La hipótesis de que fuera ella la asesina se me desplomó en aquel instante. Una chica que ha sido violada, que adopta una postura entre el resentimiento y la aceptación fatal, no tiene el perfil de una culpable. Me sentí culpable yo. Quizás Ana Lozano tenía razón y estaba dejándome llevar por mi subjetividad de mujer. Debía ser rigurosa.

—¿Dónde estabas cuando mataron a Jardiel, sobre las ocho o las nueve?

—No lo sé, dando un paseo.

—¿Sola?

—Sí.

—¿Paseas sola a esas horas?

—A veces, cuando salgo de trabajar. Si vuelvo enseguida a casa mi madre quiere que la ayude. Así descanso un rato.

—¿Y no tienes amigos que te acompañen?

—A esas horas, no. Cada uno anda en su rollo.
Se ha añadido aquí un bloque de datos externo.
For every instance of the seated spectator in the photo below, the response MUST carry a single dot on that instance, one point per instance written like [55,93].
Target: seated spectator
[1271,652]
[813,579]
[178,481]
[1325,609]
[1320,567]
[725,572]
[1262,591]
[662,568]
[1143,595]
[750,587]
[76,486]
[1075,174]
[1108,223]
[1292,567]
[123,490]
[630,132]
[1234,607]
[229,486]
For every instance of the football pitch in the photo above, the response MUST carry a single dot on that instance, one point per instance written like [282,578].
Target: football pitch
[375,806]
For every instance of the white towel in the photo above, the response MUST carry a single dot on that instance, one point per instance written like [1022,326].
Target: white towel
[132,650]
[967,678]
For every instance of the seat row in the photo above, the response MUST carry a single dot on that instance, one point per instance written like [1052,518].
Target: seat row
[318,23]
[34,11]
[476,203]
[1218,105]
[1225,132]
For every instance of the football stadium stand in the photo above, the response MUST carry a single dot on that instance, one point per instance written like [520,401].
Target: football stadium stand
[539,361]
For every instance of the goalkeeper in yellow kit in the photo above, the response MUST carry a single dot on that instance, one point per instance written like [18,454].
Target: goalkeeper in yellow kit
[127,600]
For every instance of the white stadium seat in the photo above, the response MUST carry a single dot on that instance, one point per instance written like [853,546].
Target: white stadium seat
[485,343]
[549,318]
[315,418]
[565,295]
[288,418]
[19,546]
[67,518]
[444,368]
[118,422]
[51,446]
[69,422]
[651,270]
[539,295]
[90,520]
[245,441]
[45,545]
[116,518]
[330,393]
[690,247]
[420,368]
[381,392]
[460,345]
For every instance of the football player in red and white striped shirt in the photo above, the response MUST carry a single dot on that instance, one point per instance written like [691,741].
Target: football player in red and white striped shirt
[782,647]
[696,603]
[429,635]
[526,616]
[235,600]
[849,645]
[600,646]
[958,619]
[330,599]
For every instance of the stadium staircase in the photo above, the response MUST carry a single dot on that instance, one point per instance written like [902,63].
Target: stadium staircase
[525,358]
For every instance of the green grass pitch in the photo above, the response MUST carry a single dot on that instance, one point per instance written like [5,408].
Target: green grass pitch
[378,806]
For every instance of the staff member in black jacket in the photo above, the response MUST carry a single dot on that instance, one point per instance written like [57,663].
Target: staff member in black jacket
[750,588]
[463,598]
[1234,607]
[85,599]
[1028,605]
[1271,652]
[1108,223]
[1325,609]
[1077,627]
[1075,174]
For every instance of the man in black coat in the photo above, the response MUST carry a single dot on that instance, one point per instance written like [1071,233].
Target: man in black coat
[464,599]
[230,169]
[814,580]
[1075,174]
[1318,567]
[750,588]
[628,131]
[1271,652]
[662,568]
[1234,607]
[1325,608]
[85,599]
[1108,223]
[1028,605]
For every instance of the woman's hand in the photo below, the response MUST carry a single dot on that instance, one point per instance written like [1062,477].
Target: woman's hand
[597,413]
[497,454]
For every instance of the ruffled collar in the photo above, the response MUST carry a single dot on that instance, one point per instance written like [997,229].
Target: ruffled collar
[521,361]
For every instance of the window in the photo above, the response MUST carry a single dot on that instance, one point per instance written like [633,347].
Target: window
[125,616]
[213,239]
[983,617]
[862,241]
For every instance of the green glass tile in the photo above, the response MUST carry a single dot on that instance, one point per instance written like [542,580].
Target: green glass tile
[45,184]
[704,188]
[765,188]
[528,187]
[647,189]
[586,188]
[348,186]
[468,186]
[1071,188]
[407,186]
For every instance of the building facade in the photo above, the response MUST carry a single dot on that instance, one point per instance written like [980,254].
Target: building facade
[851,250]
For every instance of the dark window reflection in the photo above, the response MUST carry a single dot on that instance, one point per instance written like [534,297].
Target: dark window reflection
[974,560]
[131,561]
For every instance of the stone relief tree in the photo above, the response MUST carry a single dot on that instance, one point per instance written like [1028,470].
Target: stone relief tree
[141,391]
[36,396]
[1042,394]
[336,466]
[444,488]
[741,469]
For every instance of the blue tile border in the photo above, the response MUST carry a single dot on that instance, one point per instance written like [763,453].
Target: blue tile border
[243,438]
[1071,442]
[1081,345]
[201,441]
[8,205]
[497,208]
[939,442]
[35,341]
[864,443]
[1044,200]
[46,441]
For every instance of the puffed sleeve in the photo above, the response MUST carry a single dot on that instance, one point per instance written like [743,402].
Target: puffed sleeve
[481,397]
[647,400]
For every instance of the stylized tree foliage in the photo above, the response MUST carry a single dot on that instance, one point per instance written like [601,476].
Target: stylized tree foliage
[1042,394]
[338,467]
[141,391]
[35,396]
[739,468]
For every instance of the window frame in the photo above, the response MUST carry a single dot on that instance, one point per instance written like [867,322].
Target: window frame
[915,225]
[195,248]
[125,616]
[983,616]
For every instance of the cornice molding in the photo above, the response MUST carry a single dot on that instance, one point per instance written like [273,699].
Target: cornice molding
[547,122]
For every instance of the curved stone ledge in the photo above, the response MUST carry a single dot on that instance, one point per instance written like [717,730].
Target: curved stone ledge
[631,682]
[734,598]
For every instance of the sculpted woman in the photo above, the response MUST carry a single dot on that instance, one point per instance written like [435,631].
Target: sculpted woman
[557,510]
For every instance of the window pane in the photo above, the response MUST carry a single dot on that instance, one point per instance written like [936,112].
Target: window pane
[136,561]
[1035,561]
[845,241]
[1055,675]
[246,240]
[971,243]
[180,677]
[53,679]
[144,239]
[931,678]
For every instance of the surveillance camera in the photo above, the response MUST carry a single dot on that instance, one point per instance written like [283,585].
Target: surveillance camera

Simple, comprensible, encajando en un conjunto verosímil como una pieza más.

—¿Te vio alguien mientras paseabas?

—No lo sé.

—Y tú, ¿viste a alguien más o menos conocido que pudiera ahora identificarte?

—Creo que no.

—¿No pasaste por delante de una tienda habitual, un bar, un futbolín, no saludaste a ningún amigo?